All posts tagged autism

Attack of the Baby Mutant Cows

Published February 20, 2012 by April Fox

I have a confession:

I am a meanie. Not a small-time, eat-your-vegetables meanie, but a big time, mafia-grade, clean-your-room meanie. I was informed of this fact today, and not for the first time.

My kids are usually pretty good about chores. They know what their jobs are, and they do them when they’re asked to, most of the time. At most, all it takes is for me to hit them with “Dude, seriously? I asked you to do this ten minutes ago,” and they’re on it. [Around here, my “dude” is what yelling is to some moms. That’s how the kids know I’m serious.] The two things they can’t seem to grasp are picking up after themselves-the basic every day stuff, like throwing away their empty juice boxes instead of leaving them scattered around the house like relics from the Hello Kitty Belly Washers era-and cleaning their rooms.

O god, the dreaded room cleaning.

The other night, baby girl fell asleep in my bed watching a movie, and I carried her to her room. At her doorway, she lifted her head and said in her precious sleepy voice, “I’ll walk from hewe. My woom is too messy.” She was right, her woom was pretty messy, but I managed to get her to her bed. Today, though, it was time. Her room needed attention desperately. If her bedroom was a celebrity, it would be Kanye West at the Grammys, okay?

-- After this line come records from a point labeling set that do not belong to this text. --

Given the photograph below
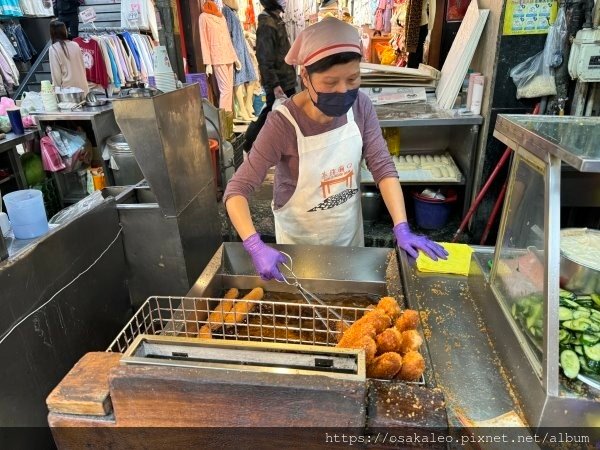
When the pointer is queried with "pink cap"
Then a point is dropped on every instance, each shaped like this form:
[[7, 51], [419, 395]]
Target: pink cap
[[325, 38]]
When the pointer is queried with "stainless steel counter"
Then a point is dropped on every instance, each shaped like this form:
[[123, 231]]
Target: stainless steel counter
[[466, 366], [422, 115]]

I sprung the bad news on her in the kitchen:

“Hey, baby girl.”

“Oh no. What?”

“Your room needs cleaned.”



“Muuuuuuunnnh. I knew you were going to say that.”

Thing one then decides to join the conversation.

“Haha, you have to clean your room.”

“So do you, actually,” I tell him.


“Listen! What is that? You people aren’t humans, you’re like mutant baby cows. What is that noise?”

“I don’t want to clean my room,” says thing one.

“Duh,” I tell him. “Nobody does. But it needs done, and it won’t take long.”

“Muuuuuuuuunh,” says thing one.

“Moooooooo,” I say, hoping that’s Mutant Cow for just quit whining and do it already. I must have mispronounced it, because the kids just laughed at me.

“Go on,” I say, reverting back to my native English. “Get it done.”

“Why?” asks baby girl.

Seriously? She’s not two, she’s ten. Why is not a question at this age, it’s a stalling tactic and an attempt to make you grow tired of the conversation and tell her whatever, who cares, just leave me alone so I can take a bath.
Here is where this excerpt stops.